A special collections building has been on the library's agenda since before Maher joined the university 41 years ago, but there's never been sufficient funding. When planners decided in 2009 to remove the stacks, and develop a new undergraduate space within the Main Library, that left the Undergrad open for new possibilities.
Maher worries that the move is being driven by the availability of space, rather than a clear picture of what a special collections building should look like. Maher said he can't speak for the other special collections staff, but those in the Archives see a "serious challenge" in being able to fit of all the materials into the Undergrad.
Another big challenge: retrofitting the building to meet modern preservation standards, a costly process, he said. Because it's underground, it's hard to assess how permeable the walls are to moisture or how planners can control temperature and humidity to achieve conditions that "make things last next to forever," as the archives needs, he said.
Wilkin said the climate-control improvements that will be needed aren't part of the $55 million project, so additional money will need to be raised.

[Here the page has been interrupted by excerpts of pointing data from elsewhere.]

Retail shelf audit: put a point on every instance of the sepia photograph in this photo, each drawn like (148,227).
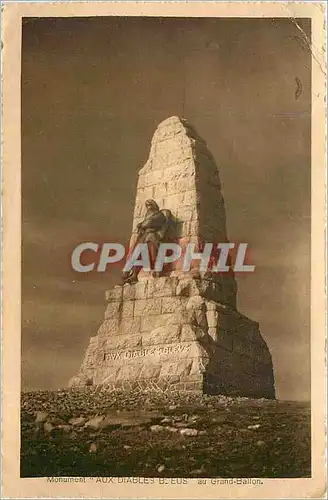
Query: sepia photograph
(166,241)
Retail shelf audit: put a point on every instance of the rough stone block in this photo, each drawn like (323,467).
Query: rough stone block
(128,308)
(179,331)
(130,325)
(113,310)
(162,287)
(144,307)
(129,292)
(115,294)
(162,335)
(109,327)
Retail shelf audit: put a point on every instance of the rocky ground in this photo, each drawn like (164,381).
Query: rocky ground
(94,432)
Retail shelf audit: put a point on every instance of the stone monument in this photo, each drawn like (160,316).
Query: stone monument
(180,330)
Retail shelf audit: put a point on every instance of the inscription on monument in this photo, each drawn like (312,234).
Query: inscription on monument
(151,351)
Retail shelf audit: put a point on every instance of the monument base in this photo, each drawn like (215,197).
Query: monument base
(170,333)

He said a project several years back to build a climate-controlled vault and address a mold issue in the Rare Book and Manuscript Library cost about $2.5 million. And the library plans to keep using the Horticulture Field Lab for some of the Archives, where it recently invested in a $1.2 million climate-control and fire-suppression system.
Maher and his colleagues are encouraged that the library has hired a consultant to review the special collections units to see what services could be brought together in a new facility, which could guide that planning.
"We have to figure out what can fit there and what makes sense to fit there," Wilkin said. "I'm committed to ensuring that whatever we do, we do right."